Now you can quickstart the autobuild of the sphinx documentation:
sphinx-apidoc -o source/ ../src/
This is a step that often leads to problems later on, so if things don’t work out for you let me know and I will take a look.
Type make html and you should then find a index.html file in your docs/build/html/ directory that you can preview using the VSCode HTML preview extension or by opening it from the file menu (opens the browser).
It should contain the name of your package, the author name and Index/Module index. Your modules should be linked here.
Very likely make html will return an error:
checking consistency... modules.rst: WARNING: document isn't included in any toctree
You can add modules into the index.rst file to remedy this. But it will work either way.

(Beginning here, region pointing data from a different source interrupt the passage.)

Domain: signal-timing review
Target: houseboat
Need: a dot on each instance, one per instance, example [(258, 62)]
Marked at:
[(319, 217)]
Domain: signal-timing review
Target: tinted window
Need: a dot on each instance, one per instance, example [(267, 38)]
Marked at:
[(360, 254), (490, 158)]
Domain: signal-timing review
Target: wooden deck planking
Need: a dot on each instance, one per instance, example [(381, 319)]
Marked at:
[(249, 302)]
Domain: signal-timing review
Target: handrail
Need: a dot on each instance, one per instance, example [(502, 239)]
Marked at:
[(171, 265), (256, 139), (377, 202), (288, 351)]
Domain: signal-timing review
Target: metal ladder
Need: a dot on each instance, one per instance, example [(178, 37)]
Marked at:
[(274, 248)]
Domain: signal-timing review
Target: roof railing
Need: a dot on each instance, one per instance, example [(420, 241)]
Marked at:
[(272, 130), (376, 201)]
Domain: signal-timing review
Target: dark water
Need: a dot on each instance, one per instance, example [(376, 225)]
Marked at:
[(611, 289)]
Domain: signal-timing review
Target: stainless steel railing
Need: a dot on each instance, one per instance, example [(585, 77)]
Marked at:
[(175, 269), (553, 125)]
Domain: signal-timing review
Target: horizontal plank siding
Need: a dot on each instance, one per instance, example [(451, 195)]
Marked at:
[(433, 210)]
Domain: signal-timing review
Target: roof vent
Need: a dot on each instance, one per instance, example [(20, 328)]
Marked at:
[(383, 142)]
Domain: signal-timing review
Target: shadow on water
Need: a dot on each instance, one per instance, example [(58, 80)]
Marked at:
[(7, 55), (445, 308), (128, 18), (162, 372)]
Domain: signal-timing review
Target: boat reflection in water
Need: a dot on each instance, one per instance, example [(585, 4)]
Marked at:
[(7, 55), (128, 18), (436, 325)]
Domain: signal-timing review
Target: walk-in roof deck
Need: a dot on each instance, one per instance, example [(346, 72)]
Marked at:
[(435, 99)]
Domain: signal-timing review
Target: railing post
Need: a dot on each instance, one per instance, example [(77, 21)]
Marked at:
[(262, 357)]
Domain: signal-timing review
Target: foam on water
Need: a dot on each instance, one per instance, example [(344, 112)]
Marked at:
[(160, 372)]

It is possible that your modules will not be linked correctly. If so, we need to edit the modules.rst file or the respective module files in the source directory. Let me know and I will show you how.
Include markdown in your sphinx documentation
Include readme in index.rst and any other files (license, installation, etc). Place readme.md and installation.md, etc, files in your docs/source/ folder to include them in the documentation.
requirements.txt
Make sure the file requirements.txt contains the required libraries for your package to run.
Add your repo to readthedocs
Import your repo into readthedocs to have it publicly hosted.
Use GitHub pages
Use GitHub pages to host your documentation.